With so many fabulous places on virtually every corner of the city (even the dodgy ones), it would seem wasteful of me to go to one place four times over the course of five consecutive visits to New York. Yet, as soon as my brother mentioned Eatery, I immediately began nodding my head in enthusiastic approval. It was where I secretly wanted to go too.
It might have been nice to go to Balthazar or some other Zagat-rated, Chowhound/Yelp-adored brunching and lunching spot, but there was something incredibly comforting about going some place familiar and steeped with so many fond memories for both my brother and me. It was the first place he took me for brunch on my first visit to NY three years ago. It was the first place we went as a family when we took the red-eye out from SoCal to spend Christmas with him in the city. And it was the place where he and I went two years ago, the day after his 28th birthday when he was nursing a much stronger hangover than the mild aggreviation we were experiencing this past Sunday.

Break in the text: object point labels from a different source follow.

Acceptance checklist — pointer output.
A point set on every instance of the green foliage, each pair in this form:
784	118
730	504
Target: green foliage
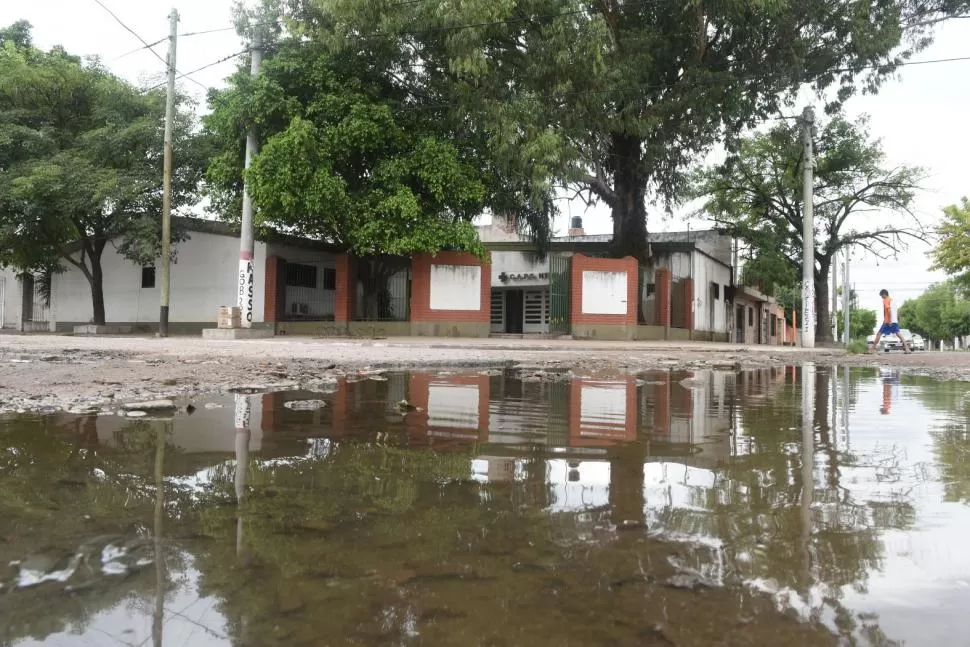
862	322
755	196
81	163
350	156
942	312
616	99
952	252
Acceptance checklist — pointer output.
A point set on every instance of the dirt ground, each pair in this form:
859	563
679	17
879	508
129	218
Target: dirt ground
51	372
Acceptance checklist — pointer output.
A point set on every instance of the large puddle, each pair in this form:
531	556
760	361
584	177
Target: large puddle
705	508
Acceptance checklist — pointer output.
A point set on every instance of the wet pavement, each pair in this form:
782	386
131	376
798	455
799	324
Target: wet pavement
799	505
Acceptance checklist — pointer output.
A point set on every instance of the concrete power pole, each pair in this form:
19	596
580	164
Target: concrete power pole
808	232
247	270
846	302
834	311
167	178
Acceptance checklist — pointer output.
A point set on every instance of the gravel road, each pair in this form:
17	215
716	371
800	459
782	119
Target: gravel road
52	372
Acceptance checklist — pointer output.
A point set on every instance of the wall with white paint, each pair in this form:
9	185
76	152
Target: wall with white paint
710	306
604	293
456	287
203	278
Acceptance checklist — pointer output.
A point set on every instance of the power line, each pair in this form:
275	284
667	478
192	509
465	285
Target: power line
204	67
144	42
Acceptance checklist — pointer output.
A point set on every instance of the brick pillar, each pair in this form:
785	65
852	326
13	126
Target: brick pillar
662	288
346	294
271	290
689	303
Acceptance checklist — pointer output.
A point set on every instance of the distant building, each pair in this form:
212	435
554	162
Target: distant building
684	292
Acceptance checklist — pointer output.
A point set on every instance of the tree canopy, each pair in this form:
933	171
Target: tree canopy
755	196
952	252
940	313
81	163
349	154
616	98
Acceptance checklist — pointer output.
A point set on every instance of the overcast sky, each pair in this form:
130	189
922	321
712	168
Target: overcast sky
919	117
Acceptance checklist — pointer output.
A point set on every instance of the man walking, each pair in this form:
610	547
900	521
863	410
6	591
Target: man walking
890	323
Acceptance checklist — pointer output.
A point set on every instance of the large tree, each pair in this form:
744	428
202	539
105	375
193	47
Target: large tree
940	313
952	252
350	155
615	98
861	202
81	163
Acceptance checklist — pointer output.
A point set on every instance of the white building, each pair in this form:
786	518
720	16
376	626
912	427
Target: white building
203	278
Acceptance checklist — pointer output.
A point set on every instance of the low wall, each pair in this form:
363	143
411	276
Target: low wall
605	332
359	329
142	328
450	329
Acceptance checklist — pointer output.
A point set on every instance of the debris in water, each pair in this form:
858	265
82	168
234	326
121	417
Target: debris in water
305	405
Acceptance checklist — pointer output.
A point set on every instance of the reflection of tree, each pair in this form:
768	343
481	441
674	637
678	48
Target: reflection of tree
62	494
951	436
754	507
380	545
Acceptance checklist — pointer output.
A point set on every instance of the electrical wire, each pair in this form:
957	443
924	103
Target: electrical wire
149	47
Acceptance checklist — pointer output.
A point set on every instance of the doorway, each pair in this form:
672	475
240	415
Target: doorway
514	311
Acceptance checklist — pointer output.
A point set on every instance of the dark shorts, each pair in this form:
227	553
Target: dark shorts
889	329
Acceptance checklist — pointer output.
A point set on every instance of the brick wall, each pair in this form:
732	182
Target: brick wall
346	294
581	263
662	289
421	289
271	290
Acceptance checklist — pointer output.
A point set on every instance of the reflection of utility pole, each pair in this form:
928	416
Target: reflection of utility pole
167	178
243	434
808	466
158	619
846	302
808	231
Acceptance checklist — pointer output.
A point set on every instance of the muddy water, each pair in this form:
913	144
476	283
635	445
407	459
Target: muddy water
804	506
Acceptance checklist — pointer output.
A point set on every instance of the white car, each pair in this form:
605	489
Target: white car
891	342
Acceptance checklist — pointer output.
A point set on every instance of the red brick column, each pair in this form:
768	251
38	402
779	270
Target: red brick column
271	294
689	303
346	293
662	291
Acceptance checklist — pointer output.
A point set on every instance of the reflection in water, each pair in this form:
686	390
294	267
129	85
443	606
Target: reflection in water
669	508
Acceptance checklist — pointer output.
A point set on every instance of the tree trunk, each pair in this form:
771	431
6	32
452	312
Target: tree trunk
823	326
629	206
97	291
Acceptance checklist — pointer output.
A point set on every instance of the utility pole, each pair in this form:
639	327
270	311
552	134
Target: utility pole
167	178
846	301
834	311
247	273
808	232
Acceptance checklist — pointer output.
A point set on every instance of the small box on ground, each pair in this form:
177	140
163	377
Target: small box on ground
229	317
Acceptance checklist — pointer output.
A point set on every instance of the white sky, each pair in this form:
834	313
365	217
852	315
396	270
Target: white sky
919	117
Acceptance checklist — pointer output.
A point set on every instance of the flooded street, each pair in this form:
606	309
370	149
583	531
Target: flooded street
802	505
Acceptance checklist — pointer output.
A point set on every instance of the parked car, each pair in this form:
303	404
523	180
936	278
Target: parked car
891	342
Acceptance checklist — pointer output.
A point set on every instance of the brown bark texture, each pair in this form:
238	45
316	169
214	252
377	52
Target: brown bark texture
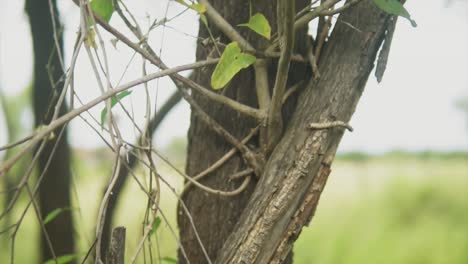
261	224
215	216
54	190
298	167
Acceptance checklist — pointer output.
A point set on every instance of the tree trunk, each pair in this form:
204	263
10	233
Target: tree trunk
215	216
54	190
287	194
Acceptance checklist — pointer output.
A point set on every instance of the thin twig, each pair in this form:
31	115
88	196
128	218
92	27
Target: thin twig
326	125
285	12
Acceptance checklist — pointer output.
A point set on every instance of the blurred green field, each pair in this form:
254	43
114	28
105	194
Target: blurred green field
393	208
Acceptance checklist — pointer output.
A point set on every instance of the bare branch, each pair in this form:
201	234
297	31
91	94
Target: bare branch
285	12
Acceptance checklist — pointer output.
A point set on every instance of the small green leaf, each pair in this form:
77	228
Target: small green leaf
170	260
52	215
231	62
394	7
103	8
259	24
114	100
62	259
156	224
204	19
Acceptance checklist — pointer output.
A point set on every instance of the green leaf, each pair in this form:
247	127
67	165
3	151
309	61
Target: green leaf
114	100
103	8
170	260
231	62
394	7
204	19
62	259
156	224
52	215
259	24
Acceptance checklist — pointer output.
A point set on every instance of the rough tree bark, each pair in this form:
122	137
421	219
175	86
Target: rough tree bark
55	188
215	216
286	196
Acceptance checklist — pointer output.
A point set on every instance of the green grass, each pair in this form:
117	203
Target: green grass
390	210
395	208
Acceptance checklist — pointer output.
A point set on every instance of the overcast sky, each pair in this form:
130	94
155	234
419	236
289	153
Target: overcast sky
412	109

It was special to go back there with him and his friend Jamie this past weekend -- not just because Eatery knows how to knock out a palate-pleasing corn flake crusted French toast with orange marmalade, fresh berries and cinnamon syrup; and a crackified version of mac & cheese, heaped with crunchy frizzled onions for optimal texture contrast; but because it felt normal to be there. And it felt like we were being "locals" -- a tag that clearly doesn't belong to me, and no longer belongs to my brother either now that he resides in Phoenix.

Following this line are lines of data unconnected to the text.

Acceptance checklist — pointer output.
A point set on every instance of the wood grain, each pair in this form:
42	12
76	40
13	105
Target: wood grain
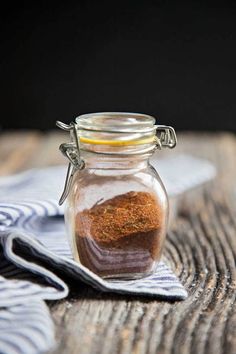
200	247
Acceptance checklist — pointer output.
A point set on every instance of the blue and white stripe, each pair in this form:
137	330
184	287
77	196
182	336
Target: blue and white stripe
35	256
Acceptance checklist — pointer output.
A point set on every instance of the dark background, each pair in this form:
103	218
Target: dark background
175	60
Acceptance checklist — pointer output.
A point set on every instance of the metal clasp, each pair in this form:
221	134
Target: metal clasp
70	150
167	136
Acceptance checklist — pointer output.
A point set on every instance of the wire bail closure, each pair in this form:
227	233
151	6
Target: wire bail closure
71	150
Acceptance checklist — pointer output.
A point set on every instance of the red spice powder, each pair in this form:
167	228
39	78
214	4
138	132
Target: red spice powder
121	236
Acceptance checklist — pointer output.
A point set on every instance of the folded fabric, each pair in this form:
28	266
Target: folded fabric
35	256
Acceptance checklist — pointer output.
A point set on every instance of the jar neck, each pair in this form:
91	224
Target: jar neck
102	161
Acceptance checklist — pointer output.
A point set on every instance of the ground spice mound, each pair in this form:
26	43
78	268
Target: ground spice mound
123	235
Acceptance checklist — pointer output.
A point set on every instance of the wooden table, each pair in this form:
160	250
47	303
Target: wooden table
201	248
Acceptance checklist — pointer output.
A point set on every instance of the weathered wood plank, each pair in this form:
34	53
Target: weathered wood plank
201	247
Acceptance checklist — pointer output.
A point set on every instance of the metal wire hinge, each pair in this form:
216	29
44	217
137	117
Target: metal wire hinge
165	137
70	150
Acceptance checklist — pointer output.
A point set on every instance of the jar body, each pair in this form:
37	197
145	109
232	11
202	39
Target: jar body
116	218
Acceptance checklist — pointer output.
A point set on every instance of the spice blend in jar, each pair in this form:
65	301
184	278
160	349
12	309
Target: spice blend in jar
123	235
117	207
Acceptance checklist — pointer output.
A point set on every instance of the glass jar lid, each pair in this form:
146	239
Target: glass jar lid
112	133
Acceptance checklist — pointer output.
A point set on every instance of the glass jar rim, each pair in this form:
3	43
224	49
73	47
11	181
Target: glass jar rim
116	121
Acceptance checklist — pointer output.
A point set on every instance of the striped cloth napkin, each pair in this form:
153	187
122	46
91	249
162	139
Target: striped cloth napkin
35	255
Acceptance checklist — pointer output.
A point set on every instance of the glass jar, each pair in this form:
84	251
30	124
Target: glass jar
117	207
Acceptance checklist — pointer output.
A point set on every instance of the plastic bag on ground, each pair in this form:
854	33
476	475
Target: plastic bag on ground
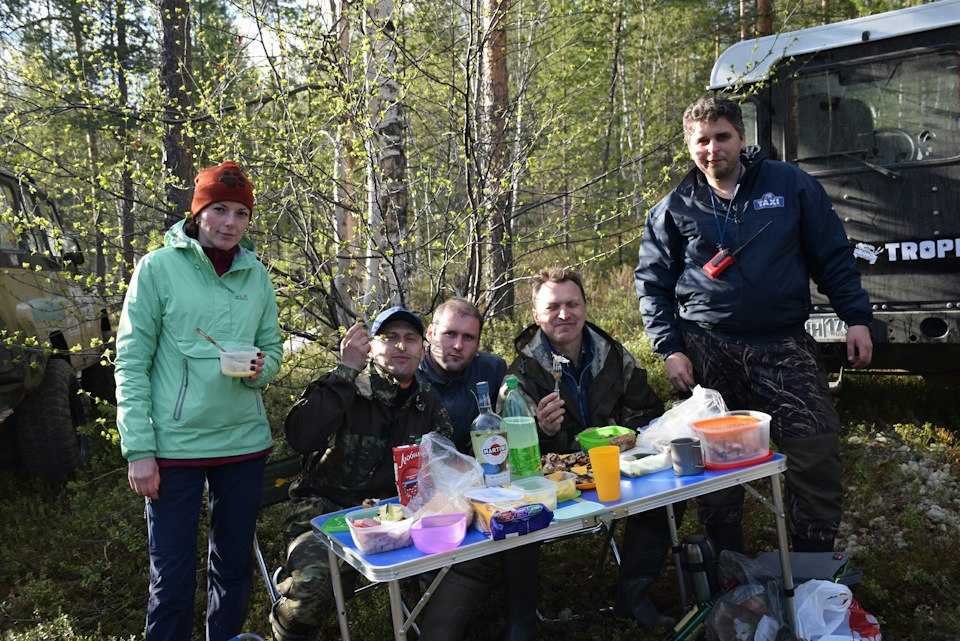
445	474
675	422
821	607
748	613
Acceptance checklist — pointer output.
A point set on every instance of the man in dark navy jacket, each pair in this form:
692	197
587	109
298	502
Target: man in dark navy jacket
736	324
453	365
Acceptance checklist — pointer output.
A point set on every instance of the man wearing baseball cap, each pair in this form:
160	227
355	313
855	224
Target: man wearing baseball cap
344	426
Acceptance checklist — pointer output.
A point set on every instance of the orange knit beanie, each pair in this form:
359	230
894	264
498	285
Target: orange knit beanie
223	182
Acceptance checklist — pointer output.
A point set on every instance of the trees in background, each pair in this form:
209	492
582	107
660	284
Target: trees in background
401	152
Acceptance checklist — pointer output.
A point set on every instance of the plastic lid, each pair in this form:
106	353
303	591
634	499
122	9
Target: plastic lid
730	466
726	423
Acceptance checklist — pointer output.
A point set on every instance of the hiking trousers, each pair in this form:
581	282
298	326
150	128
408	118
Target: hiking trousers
785	379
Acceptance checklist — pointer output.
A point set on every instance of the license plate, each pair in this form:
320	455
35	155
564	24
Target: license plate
826	328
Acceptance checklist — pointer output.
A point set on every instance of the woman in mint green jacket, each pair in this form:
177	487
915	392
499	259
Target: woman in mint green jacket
183	424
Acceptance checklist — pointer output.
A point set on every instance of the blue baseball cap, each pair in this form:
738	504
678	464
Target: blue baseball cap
396	314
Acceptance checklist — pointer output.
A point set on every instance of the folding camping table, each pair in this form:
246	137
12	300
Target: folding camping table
637	495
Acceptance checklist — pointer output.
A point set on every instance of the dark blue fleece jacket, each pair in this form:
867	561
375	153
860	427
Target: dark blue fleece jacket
765	294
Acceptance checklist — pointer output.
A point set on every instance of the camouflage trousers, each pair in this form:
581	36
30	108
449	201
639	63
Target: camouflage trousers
305	587
785	379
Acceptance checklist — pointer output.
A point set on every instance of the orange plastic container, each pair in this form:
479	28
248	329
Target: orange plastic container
734	439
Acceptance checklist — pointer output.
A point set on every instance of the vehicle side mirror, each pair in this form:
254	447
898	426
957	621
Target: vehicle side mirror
71	250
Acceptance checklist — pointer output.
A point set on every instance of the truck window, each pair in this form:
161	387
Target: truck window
39	229
885	112
8	235
749	110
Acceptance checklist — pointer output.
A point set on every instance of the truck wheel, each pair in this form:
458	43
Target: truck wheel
98	381
47	422
9	456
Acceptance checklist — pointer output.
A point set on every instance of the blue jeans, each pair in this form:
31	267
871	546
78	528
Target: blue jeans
173	520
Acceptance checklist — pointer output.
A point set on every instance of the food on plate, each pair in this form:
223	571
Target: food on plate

It was supremely comforting to see the same lackluster complimentary coffee cake arrive at our table moments after being seated -- the same coffee cake that we still always end of eating, inspite of its mediocrity. It was equally comforting for me to sip the same Pickwick green lemon tea that I'd sipped on my other visits to the restaurant, and to debate over the same menu items I always debate over. Ultimately, I chose to bypass the essential French toast (my brother's selection) for Steven's special daily frittata with grilled chicken, tomatoes, zucchini, and goat cheese ($10), and an order of the Buckwheat pancakes with honey-pecan butter, fresh berries and maple syrup ($9) to split with Jamie, who opted for the aforementioned Mac & Jack ($12).
As we satisfied our post-reveling hunger pains with our grand spread of carbs, eggs, mac & cheese, and Mimosas, I felt perfectly content with my brother's restaurant choice. While the food is fairly standard for mid-day brunching nosh (ie. warm, filling and tasty), the restaurant is more than standard.
Eatery is noteworthy in my mind because it makes me feel at home in New York -- like I belong there and could spend many a weekend eating and regretting eating that darn coffee cake amuse bouche. In a city that can be alienating for both visitors and residents alike, it's a pretty remarkable thing. Especially for a pink skirt-wearing blonde girl who hails from "the OC."